Use the drop-down menu to explore the collection of duck outfits.
All images used here are available here. To read images into R you can use the readJPEG()
function from the R
package jpeg
. Using readJPEG
each image is read in as a \(m*n*3\) array, where each of the three \(m*n\) matricies are the red, green, and blue primary values (R, G, & B values) of each pixel respectivly.
2.1 RGB data
For ease, however, we're going to download the RGB data directly from GitHub.

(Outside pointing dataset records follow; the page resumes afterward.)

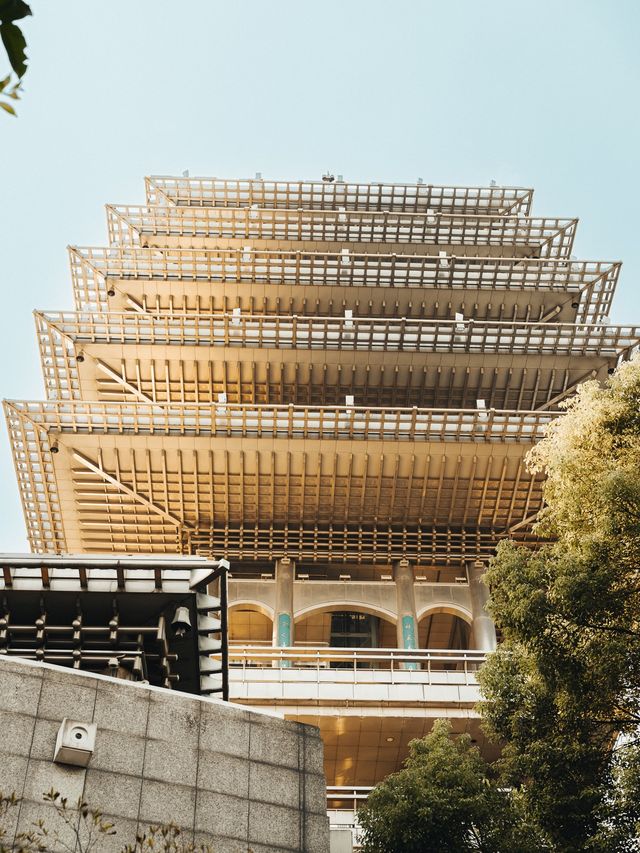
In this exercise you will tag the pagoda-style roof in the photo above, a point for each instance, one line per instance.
(325, 283)
(210, 227)
(377, 362)
(335, 195)
(326, 370)
(97, 477)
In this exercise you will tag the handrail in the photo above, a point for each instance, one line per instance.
(429, 667)
(552, 235)
(305, 654)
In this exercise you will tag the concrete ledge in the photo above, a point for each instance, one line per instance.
(228, 776)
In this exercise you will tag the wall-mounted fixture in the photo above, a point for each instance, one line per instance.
(75, 743)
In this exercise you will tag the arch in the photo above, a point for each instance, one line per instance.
(250, 604)
(337, 606)
(450, 608)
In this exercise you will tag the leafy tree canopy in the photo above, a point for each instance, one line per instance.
(16, 46)
(566, 681)
(444, 800)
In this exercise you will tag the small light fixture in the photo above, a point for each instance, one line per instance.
(181, 622)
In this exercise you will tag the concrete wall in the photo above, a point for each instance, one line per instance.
(231, 778)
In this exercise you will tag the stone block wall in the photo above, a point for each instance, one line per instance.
(231, 778)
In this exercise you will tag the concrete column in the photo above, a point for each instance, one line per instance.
(407, 624)
(484, 631)
(283, 616)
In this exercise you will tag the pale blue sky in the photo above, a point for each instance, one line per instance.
(540, 93)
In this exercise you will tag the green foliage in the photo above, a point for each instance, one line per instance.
(566, 681)
(444, 800)
(15, 45)
(11, 34)
(82, 829)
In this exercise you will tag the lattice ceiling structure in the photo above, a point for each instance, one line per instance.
(328, 371)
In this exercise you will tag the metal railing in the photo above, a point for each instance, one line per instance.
(218, 192)
(326, 422)
(328, 333)
(279, 664)
(349, 796)
(552, 237)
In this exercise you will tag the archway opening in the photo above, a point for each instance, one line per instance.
(346, 628)
(442, 630)
(248, 626)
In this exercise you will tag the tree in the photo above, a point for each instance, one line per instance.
(15, 45)
(444, 800)
(565, 683)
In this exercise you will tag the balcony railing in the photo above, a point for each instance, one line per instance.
(550, 237)
(257, 663)
(324, 195)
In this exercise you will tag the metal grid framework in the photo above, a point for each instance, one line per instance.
(182, 370)
(590, 284)
(380, 544)
(324, 195)
(330, 422)
(157, 496)
(330, 333)
(438, 360)
(539, 237)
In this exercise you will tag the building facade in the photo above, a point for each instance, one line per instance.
(333, 386)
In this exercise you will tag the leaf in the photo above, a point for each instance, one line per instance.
(13, 10)
(15, 45)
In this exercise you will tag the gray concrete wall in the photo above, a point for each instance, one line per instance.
(235, 779)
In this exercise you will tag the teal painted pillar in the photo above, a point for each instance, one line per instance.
(407, 625)
(484, 631)
(283, 615)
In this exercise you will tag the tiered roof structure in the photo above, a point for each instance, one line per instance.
(326, 371)
(333, 386)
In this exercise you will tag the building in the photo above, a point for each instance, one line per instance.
(333, 386)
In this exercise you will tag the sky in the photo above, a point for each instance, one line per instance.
(535, 93)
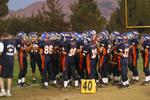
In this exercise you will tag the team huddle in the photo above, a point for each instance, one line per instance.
(71, 56)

data_url <- "https://github.com/cmjt/statbiscuits/raw/master/swots/data/duck_rgbs.RData"
load(url(data_url))
The duck_rgbs
object is a named list of RGB arrays for each image. There are 29 different images of 6 different outfits.
length(duck_rgbs)
## [1] 29
names(duck_rgbs)
## [1] "blue_flowers-1" "blue_flowers-2" "blue_flowers-3" "blue_flowers-4"
## [5] "blue_flowers-5" "bridal-1" "bridal-2" "bridal-3"
## [9] "bridal-4" "bridal-5" "bridal-6" "bridal-7"
## [13] "patterns-1" "patterns-2" "patterns-3" "patterns-4"
## [17] "pink_check-1" "pink_check-2" "pink_check-3" "pink_check-4"
## [21] "red-1" "red-2" "red-3" "red-4"
## [25] "red-5" "red-6" "wax_jacket-1" "wax_jacket-2"
## [29] "wax_jacket-3"
Let's summarise each image by the average R, G, and B value respectively.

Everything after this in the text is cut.